2. Nie zapisałem się na kursy ogólnouczelniane których w zeszłym roku w ogóle nie było a które, jak wyczytałem gdzieś w internecie, miały nie być obowiązkowe. W ostatniej chwili dowiedziałem się że niektóre z nich są jednak obowiązkowe i na gwałt zapisywałem się na w-f i angielski
3. Udało mi się zapisać na dwa pokrywające się kursy w piątek.
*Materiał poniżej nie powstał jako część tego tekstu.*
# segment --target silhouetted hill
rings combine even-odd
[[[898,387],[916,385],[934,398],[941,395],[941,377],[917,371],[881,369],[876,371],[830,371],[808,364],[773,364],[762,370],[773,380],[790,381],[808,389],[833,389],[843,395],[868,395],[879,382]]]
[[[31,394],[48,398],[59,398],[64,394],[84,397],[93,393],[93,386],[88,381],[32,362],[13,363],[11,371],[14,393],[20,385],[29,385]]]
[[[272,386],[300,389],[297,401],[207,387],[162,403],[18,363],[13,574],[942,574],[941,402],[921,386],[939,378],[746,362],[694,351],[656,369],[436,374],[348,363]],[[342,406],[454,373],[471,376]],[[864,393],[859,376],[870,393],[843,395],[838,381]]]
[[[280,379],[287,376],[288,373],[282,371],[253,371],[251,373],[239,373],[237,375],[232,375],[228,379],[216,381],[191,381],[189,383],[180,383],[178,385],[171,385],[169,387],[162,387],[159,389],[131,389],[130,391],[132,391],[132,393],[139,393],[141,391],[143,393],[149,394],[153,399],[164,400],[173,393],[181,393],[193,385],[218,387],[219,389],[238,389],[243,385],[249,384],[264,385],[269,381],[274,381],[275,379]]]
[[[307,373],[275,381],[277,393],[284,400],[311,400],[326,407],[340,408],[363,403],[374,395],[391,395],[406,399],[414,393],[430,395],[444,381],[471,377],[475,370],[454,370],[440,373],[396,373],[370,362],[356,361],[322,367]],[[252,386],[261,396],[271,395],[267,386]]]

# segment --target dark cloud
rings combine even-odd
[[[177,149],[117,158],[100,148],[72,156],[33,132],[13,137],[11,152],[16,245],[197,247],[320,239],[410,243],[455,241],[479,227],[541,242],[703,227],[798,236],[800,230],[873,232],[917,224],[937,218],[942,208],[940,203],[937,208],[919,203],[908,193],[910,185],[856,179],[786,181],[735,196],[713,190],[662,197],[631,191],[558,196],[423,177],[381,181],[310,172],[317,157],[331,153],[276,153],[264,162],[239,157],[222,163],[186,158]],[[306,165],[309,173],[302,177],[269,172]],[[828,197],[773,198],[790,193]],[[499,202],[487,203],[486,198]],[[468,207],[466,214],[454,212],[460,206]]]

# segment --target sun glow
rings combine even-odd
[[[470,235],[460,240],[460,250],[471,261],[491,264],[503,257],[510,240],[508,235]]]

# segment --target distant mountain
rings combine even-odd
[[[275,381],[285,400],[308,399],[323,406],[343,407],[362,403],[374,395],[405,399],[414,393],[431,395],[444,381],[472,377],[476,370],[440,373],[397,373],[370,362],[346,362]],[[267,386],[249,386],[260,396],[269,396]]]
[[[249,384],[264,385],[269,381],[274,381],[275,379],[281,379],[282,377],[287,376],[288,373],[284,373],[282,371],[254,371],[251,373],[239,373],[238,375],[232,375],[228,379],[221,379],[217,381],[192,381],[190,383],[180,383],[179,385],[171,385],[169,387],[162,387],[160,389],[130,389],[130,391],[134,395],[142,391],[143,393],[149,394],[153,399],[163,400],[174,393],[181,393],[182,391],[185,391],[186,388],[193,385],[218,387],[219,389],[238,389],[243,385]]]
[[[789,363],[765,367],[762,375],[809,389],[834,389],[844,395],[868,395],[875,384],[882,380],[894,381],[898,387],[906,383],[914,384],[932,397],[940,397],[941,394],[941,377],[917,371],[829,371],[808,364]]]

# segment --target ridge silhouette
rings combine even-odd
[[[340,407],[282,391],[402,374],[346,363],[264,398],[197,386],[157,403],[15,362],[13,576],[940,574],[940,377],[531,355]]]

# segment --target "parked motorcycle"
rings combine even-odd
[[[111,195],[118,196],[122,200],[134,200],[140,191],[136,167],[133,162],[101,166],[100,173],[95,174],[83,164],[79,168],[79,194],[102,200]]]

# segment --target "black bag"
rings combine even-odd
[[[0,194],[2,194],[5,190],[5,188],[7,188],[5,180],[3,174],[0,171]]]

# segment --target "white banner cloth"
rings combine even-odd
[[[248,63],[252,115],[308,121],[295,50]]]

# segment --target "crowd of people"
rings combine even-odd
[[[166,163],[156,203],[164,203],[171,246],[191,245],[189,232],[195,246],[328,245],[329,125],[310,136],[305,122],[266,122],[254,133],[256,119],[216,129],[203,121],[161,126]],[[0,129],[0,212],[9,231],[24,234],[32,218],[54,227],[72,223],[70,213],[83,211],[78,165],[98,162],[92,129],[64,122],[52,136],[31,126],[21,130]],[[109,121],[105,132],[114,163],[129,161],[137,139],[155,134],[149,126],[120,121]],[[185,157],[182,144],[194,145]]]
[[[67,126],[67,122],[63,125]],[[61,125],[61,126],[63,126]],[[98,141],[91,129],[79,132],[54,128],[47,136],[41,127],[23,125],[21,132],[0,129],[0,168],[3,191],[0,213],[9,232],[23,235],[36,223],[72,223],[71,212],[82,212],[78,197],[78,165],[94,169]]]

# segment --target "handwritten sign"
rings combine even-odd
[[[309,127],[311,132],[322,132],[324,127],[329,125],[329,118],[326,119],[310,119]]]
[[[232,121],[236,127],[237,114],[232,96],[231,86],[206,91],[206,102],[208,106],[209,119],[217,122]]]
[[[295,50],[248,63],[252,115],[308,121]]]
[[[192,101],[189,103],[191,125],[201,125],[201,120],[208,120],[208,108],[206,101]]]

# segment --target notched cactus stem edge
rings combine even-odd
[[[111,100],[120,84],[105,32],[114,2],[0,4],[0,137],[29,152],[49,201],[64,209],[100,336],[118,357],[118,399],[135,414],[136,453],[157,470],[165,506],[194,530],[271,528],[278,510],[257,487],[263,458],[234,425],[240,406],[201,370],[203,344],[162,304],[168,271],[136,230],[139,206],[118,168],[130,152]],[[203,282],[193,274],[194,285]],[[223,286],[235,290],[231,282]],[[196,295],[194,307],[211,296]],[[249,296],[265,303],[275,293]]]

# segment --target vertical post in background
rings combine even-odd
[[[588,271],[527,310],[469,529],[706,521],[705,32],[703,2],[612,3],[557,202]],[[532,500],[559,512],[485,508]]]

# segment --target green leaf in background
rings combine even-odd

Do tego dochodzi jeszcze sprawa, że przed wakacjami będąc w dziekanacie Pani mi powiedziała że przekraczam próg ECTS i że w tym roku albo zapiszę się na poprawkę z Organizacji i eksternistyczne z innego przedmiotu albo muszę pisać podanie o wpis warunkowy.
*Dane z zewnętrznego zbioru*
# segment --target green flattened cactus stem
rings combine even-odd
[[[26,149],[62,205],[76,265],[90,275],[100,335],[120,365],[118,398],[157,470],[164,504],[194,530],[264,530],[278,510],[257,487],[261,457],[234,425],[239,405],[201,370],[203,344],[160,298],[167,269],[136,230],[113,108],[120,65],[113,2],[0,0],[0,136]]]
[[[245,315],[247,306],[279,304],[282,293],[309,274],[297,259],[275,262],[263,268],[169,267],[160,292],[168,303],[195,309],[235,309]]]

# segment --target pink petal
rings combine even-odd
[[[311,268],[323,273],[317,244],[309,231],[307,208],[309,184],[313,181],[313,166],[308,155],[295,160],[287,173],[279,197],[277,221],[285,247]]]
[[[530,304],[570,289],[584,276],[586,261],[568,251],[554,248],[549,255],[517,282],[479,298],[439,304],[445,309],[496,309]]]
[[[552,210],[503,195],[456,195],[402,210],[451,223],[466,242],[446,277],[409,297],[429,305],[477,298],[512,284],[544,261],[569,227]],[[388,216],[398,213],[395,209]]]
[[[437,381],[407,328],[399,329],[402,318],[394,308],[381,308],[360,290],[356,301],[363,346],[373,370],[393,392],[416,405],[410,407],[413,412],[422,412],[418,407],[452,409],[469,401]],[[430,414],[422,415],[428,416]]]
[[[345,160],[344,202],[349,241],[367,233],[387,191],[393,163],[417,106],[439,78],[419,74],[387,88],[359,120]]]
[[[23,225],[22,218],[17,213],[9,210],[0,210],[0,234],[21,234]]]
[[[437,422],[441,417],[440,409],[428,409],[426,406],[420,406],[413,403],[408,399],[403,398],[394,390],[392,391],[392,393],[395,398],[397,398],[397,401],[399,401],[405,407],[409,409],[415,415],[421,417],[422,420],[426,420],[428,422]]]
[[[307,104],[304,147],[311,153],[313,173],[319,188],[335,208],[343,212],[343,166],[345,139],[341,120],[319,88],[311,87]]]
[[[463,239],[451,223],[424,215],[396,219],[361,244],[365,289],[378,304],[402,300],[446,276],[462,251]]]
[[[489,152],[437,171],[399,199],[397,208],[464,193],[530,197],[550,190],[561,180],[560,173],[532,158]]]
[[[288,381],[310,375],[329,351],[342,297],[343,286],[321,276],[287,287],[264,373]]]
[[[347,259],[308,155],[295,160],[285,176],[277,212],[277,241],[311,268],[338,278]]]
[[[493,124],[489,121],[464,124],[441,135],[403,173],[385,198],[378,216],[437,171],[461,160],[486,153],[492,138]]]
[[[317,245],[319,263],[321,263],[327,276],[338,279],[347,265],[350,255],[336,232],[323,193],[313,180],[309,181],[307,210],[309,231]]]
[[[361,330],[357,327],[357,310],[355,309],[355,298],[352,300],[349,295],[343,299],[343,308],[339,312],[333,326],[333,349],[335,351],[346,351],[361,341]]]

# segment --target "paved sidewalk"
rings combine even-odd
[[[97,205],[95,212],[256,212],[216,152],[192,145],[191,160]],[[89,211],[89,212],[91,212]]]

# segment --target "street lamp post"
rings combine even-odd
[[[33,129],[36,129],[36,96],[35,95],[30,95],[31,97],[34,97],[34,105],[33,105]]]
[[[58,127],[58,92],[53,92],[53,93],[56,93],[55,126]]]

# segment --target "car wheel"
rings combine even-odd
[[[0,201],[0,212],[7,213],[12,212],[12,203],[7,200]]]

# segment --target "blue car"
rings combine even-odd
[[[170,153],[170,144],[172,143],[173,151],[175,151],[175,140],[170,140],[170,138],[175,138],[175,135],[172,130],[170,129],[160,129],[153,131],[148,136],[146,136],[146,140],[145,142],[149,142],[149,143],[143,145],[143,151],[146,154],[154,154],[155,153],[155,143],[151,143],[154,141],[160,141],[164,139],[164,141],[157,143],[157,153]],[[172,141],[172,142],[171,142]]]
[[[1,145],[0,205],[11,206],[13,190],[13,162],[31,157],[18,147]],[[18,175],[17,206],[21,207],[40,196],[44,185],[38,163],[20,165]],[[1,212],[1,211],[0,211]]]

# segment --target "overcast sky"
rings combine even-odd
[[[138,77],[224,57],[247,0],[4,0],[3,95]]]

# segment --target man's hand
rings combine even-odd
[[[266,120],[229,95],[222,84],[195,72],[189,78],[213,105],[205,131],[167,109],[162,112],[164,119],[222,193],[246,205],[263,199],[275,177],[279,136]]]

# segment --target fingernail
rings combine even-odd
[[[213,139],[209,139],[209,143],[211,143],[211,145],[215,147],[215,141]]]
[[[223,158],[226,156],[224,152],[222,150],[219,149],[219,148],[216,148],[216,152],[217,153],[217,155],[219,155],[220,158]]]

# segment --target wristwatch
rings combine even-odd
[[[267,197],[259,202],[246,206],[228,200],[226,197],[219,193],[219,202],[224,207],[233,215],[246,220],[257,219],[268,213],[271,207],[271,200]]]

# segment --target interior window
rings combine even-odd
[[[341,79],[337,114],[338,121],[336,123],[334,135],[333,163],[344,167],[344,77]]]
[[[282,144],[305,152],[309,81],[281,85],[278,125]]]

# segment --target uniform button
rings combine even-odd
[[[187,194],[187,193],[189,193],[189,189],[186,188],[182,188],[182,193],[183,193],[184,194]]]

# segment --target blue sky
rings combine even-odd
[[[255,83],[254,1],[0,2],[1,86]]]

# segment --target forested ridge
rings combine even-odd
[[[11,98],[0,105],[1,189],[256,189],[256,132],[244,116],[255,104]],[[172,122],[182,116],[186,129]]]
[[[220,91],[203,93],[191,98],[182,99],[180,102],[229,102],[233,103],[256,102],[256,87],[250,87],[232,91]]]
Wynikło z tego biurokratyczne piekiełko, z którym skrajny introwertyk ksenofob taki jak ja po prostu sobie nie poradził. Nigdy nie wiedziałem co, gdzie, do kogo, a do tego jak już byłem w dziekanacie to starałem się go jak najszybciej opuścić bo czułem na sobie nieprzyjemną presje (mam duże problemy z kontaktem z ludźmi których nie znam i byłem już z tego tytułu u psychologa). Do tego kolejki były po prostu nieludzkie więc w dziekanacie mogłem być najwyżej raz dziennie (I byłem prawie codziennie, chyba że akurat miałem zajęcia).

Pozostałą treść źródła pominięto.